Movies and TV saw firsts and lasts. The conclusion to the past ten years of Marvel movies released. Avengers: Endgame was able to dethrone James Cameron’s Avatar as the highest grossing movie of all time. Joker, starring Joaquin Phoenix became the first R-rated movie to gross over $1 billion worldwide, making it the 35th highest grossing movie of all time. HBO’s fantasy epic Game of Thrones came to an end after eight seasons. Disney acquired the rights to 21st Century Fox, taking notable properties such as The Simpsons

New milestones were set in space, China has become the first nation to land a probe on the far side of the moon, the first manmade object to do so. Elon Musk’s SpaceX Dragon spacecraft, achieved autonomous docking with the International Space Station while unmanned. A network of telescopes, called the Event Horizon Telescope, was able to take the first photo of a black hole. Lastly, SpaceIL, an Israeli based company launched a lunar lander, the first privately financed company to do so. 

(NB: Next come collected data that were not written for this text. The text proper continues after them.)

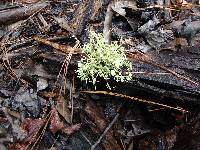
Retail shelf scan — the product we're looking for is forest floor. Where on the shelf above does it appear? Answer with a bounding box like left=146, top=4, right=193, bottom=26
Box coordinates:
left=0, top=0, right=200, bottom=149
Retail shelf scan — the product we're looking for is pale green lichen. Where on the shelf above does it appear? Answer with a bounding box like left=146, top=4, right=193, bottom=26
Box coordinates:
left=77, top=31, right=132, bottom=85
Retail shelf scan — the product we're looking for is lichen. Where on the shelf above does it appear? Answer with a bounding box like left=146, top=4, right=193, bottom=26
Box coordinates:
left=77, top=31, right=132, bottom=86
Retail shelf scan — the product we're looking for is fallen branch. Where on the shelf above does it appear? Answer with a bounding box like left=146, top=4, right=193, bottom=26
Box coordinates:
left=0, top=2, right=48, bottom=25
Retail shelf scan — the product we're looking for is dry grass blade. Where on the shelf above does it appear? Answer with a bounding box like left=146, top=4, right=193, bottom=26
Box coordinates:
left=147, top=4, right=193, bottom=10
left=82, top=91, right=188, bottom=113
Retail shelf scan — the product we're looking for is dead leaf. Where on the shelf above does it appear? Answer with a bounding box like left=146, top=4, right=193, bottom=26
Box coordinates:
left=39, top=91, right=58, bottom=98
left=8, top=143, right=26, bottom=150
left=21, top=118, right=45, bottom=142
left=90, top=0, right=102, bottom=20
left=111, top=1, right=137, bottom=16
left=175, top=0, right=193, bottom=9
left=56, top=95, right=71, bottom=123
left=62, top=123, right=81, bottom=135
left=50, top=108, right=64, bottom=134
left=50, top=108, right=81, bottom=135
left=6, top=108, right=20, bottom=119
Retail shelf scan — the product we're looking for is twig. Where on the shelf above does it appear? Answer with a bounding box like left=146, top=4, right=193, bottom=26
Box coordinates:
left=37, top=13, right=50, bottom=31
left=80, top=131, right=93, bottom=146
left=131, top=72, right=171, bottom=75
left=148, top=107, right=166, bottom=112
left=33, top=36, right=81, bottom=54
left=49, top=135, right=60, bottom=150
left=91, top=113, right=120, bottom=150
left=70, top=77, right=75, bottom=123
left=2, top=52, right=30, bottom=87
left=103, top=4, right=113, bottom=44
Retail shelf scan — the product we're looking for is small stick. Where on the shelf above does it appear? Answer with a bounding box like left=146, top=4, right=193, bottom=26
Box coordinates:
left=103, top=4, right=113, bottom=44
left=33, top=36, right=81, bottom=54
left=91, top=113, right=120, bottom=150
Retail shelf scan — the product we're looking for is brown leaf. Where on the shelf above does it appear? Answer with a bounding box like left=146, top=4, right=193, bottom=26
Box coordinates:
left=62, top=123, right=81, bottom=135
left=21, top=118, right=45, bottom=142
left=56, top=95, right=71, bottom=123
left=40, top=91, right=58, bottom=98
left=6, top=108, right=20, bottom=119
left=50, top=108, right=64, bottom=134
left=50, top=108, right=81, bottom=135
left=8, top=143, right=26, bottom=150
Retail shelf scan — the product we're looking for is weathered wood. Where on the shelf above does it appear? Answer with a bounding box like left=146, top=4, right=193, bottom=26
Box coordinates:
left=126, top=46, right=200, bottom=104
left=0, top=2, right=48, bottom=25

In addition to space, new technology is set to revolutionize the world. Israeli scientists were able to 3D print a human heart made of human cells. Boeing’s 737 MAX 8 was grounded worldwide after Ethiopian Airlines Flight 302 crashed shortly after take off. Warnings about faults in the plane were discovered after the Lion Air Flight 610 crash in 2018, but these warnings were ignored. Tesla unveiled its first all electric truck, Cybertruck. Lastly, an era ended when Volkswagens last beetle rolled off the assembly line in Puebla, Mexico. 

2019 was very eventful, and the beginning of the new decade will bring an equally eventful year.